I am currently a first year medical student studying at Rowan School of Osteopathic Medicine. During my spring break this year, I embarked on my first Christian medical missions trip with CMDA’S Global Health Outreach (GHO) to serve the people of the Dominican Republic. Prior to leaving, my reasoning for going on this trip was to learn more about delivering medical care outside of the comfort of an affluent hospital setting, while learning to be a more culturally competent physician. I knew that the trip would have some sort of Christian focus, since it was arranged through a Christian organization. Since returning from this trip, I can say that God definitely showed me something more important: that he has called me to the field of medicine to not only provide physical healing, but even moreso, spiritual healing to my future patients.

Our GHO team consisted of wonderful practitioners and students from different walks of life, from all over the country. We partnered with a local Dominican church called Oasis, to set up a pop-up clinic at an elementary school in a poor city called Cotui, about 2 hours from the capital of Santo Domingo.

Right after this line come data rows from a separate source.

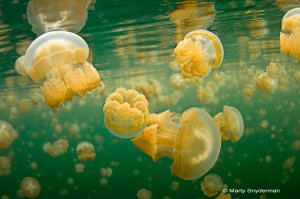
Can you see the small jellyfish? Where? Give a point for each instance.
(30, 187)
(59, 60)
(290, 33)
(230, 123)
(5, 166)
(48, 15)
(126, 113)
(85, 151)
(198, 53)
(268, 81)
(211, 185)
(7, 134)
(193, 142)
(144, 194)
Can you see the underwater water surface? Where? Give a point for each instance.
(131, 44)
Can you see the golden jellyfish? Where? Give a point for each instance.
(85, 151)
(230, 123)
(126, 113)
(47, 15)
(59, 59)
(268, 81)
(5, 166)
(30, 187)
(7, 134)
(198, 53)
(212, 185)
(290, 33)
(193, 142)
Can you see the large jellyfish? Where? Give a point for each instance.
(47, 15)
(126, 113)
(193, 142)
(290, 33)
(231, 124)
(7, 134)
(59, 58)
(198, 53)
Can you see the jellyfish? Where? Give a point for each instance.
(198, 53)
(290, 33)
(126, 113)
(30, 187)
(193, 141)
(211, 185)
(59, 59)
(144, 194)
(48, 15)
(7, 134)
(85, 151)
(5, 166)
(268, 80)
(230, 123)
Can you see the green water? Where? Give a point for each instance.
(133, 41)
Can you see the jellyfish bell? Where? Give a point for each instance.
(197, 145)
(193, 142)
(59, 58)
(126, 113)
(231, 124)
(198, 53)
(212, 45)
(7, 134)
(290, 33)
(56, 45)
(48, 15)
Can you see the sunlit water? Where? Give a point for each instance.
(132, 42)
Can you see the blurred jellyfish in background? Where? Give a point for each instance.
(48, 15)
(230, 123)
(290, 33)
(56, 149)
(212, 185)
(191, 15)
(85, 151)
(268, 81)
(59, 60)
(5, 166)
(193, 142)
(144, 194)
(198, 53)
(126, 113)
(30, 187)
(7, 134)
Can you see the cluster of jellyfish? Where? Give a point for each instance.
(192, 140)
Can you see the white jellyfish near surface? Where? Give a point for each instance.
(47, 15)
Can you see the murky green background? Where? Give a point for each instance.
(133, 41)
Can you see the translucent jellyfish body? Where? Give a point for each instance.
(85, 151)
(211, 185)
(59, 59)
(7, 135)
(230, 123)
(193, 141)
(30, 187)
(48, 15)
(126, 113)
(198, 53)
(290, 33)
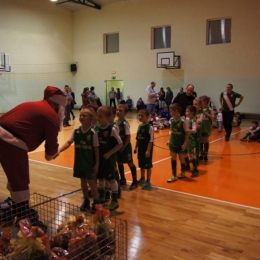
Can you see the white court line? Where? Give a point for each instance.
(170, 190)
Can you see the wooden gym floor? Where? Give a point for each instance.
(213, 216)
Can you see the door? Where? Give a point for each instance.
(114, 84)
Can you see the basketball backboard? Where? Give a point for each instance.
(4, 62)
(168, 60)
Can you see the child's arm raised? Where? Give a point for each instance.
(96, 152)
(149, 147)
(65, 146)
(186, 128)
(116, 147)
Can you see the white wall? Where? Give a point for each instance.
(38, 37)
(43, 39)
(208, 67)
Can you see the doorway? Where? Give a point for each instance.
(113, 84)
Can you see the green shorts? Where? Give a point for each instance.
(177, 150)
(89, 175)
(145, 163)
(106, 169)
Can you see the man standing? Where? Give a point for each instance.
(151, 97)
(228, 103)
(112, 97)
(22, 130)
(67, 107)
(185, 99)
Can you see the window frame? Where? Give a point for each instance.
(105, 42)
(153, 35)
(208, 30)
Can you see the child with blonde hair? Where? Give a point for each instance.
(144, 148)
(178, 141)
(86, 157)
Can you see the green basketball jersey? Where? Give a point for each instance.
(84, 151)
(106, 141)
(178, 133)
(206, 122)
(232, 97)
(143, 138)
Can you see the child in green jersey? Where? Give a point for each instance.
(109, 143)
(198, 104)
(206, 125)
(86, 157)
(124, 155)
(144, 148)
(178, 142)
(190, 117)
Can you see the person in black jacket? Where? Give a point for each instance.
(168, 97)
(185, 99)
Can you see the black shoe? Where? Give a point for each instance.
(107, 196)
(187, 167)
(195, 173)
(119, 194)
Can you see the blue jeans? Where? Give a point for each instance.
(150, 108)
(67, 115)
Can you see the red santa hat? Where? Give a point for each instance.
(55, 95)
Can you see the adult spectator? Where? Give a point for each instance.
(169, 97)
(67, 107)
(185, 99)
(119, 96)
(22, 130)
(181, 91)
(129, 103)
(72, 103)
(151, 97)
(161, 99)
(93, 97)
(112, 97)
(228, 103)
(140, 104)
(84, 96)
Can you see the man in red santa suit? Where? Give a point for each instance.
(22, 130)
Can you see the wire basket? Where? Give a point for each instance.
(52, 213)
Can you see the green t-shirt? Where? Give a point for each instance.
(232, 97)
(143, 138)
(84, 151)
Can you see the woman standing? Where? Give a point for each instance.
(169, 97)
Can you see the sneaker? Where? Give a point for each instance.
(182, 175)
(147, 186)
(134, 185)
(195, 173)
(93, 208)
(90, 194)
(85, 205)
(172, 179)
(187, 167)
(107, 196)
(119, 194)
(122, 182)
(141, 182)
(113, 205)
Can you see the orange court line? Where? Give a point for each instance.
(230, 175)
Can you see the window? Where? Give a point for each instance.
(219, 31)
(161, 37)
(111, 43)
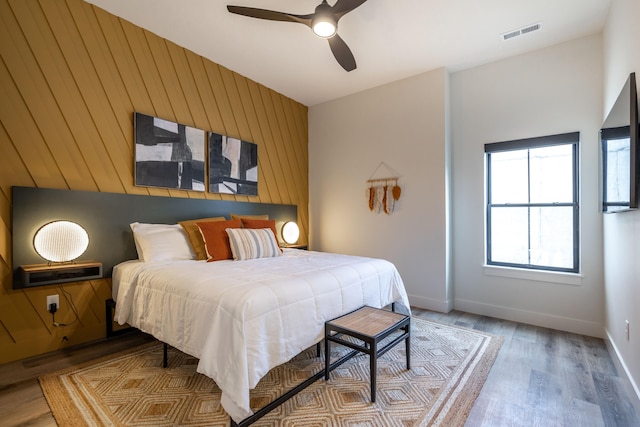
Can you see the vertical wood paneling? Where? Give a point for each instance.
(71, 77)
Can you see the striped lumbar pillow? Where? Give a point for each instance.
(250, 243)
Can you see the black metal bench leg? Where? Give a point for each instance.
(327, 346)
(373, 362)
(164, 355)
(407, 343)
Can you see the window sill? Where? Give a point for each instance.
(534, 275)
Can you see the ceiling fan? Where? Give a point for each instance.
(323, 22)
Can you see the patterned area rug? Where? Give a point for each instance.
(448, 368)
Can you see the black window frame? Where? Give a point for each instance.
(572, 138)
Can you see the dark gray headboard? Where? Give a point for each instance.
(106, 217)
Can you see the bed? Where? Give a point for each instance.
(242, 318)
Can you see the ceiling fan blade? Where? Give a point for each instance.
(270, 15)
(345, 6)
(342, 53)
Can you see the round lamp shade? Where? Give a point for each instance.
(290, 232)
(61, 241)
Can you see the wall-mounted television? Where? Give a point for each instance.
(620, 152)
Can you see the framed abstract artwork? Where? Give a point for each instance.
(168, 154)
(233, 165)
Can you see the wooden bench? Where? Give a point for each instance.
(369, 325)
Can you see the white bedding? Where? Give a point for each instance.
(242, 318)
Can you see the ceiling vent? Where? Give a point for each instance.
(521, 31)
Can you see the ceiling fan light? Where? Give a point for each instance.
(325, 28)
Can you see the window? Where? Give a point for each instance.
(532, 203)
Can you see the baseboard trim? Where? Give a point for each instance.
(576, 326)
(632, 388)
(430, 304)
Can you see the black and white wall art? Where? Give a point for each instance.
(168, 154)
(233, 165)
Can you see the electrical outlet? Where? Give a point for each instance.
(626, 328)
(53, 299)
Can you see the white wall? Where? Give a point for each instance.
(622, 230)
(402, 124)
(551, 91)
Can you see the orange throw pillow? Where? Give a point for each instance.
(194, 235)
(216, 239)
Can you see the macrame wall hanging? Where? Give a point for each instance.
(383, 192)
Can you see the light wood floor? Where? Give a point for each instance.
(541, 377)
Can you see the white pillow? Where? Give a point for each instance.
(161, 242)
(250, 243)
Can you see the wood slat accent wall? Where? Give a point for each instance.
(71, 77)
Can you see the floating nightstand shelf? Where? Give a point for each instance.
(45, 274)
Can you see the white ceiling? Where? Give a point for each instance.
(390, 39)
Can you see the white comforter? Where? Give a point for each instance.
(242, 318)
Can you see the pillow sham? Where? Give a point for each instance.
(161, 242)
(239, 216)
(195, 236)
(251, 243)
(216, 240)
(260, 223)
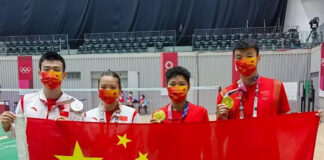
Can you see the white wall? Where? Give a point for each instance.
(300, 12)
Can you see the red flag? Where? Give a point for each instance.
(288, 137)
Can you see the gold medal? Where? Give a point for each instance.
(228, 101)
(159, 115)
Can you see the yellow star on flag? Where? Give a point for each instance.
(142, 156)
(123, 140)
(77, 155)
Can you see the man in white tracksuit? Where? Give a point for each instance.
(50, 102)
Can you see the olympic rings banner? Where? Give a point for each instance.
(168, 60)
(25, 72)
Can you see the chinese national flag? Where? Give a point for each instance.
(287, 137)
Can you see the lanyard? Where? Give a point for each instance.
(114, 117)
(255, 104)
(184, 113)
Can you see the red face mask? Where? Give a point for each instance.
(178, 93)
(109, 96)
(51, 79)
(246, 66)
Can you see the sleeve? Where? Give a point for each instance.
(219, 98)
(283, 101)
(206, 119)
(136, 118)
(11, 133)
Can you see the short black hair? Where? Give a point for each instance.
(177, 71)
(51, 56)
(110, 73)
(246, 43)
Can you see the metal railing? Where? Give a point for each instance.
(32, 44)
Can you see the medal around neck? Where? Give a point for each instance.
(159, 115)
(228, 101)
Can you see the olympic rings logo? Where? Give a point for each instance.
(25, 70)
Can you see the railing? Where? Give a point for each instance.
(32, 45)
(268, 38)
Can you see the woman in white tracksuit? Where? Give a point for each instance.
(110, 110)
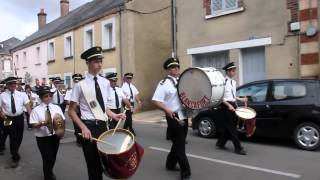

Throughout the entire week that we were there, I got to meet amazing people, take vital signs for patients, and shadow incredibly faithful physicians who spoke to their patients about Christ. It was a very exciting and new experience for me to witness medicine practiced not only outside of an affluent US hospital, but actually in makeshift-medical setting. The medical care delivered ranged from treating simple URI’s and giving Albendazole for parasites, to performing minor surgeries on top of student desks pressed together. While the medical aspect was certainly a great learning experience,
God opened my eyes to something even greater: using medicine to witness to His lost people. Every single physician that I shadowed spoke to their patients about Jesus, not in a superficial way, but in a way that allowed the patient to reflect on the fate of their own souls. This is the first time that I have ever seen a physician talk to his or her patient directly about Christ, let alone, one of the few times I have ever seen anybody speak directly to a stranger about Christ outside of a church setting. While for some patients, these encounters may have just been a seed planted, for others, I was able to witness not only the physical healing by the physicians, but also the spiritual healing by God through the physicians. What I later found through discussion and sharing time is that these Christian physicians do not only talk about God and pray for their patients in a foreign country where nobody will give them a difficult time for it, rather, they implement these practices even with their own patients back at home. The way that these physicians live their lives have changed my perspective of what it means to be a physician for God. Being "His hands and feet" as a physician doesn't just stop at providing medical care, but also includes being a witness for Christ and making Him known. These are things I must remind myself as I continue on my journey to becoming a physician.

This trip has been a life-changing experience for me that has ignited a fire and a desire in me to go on many more trips in the future. My motivation to go is not because the people out in this world need me, or because I want to “be a good person”, rather, it is because God has given me the privilege to become a physical healer, so that I can reach his people in a spiritual way by proclaiming His name and glorifying Him.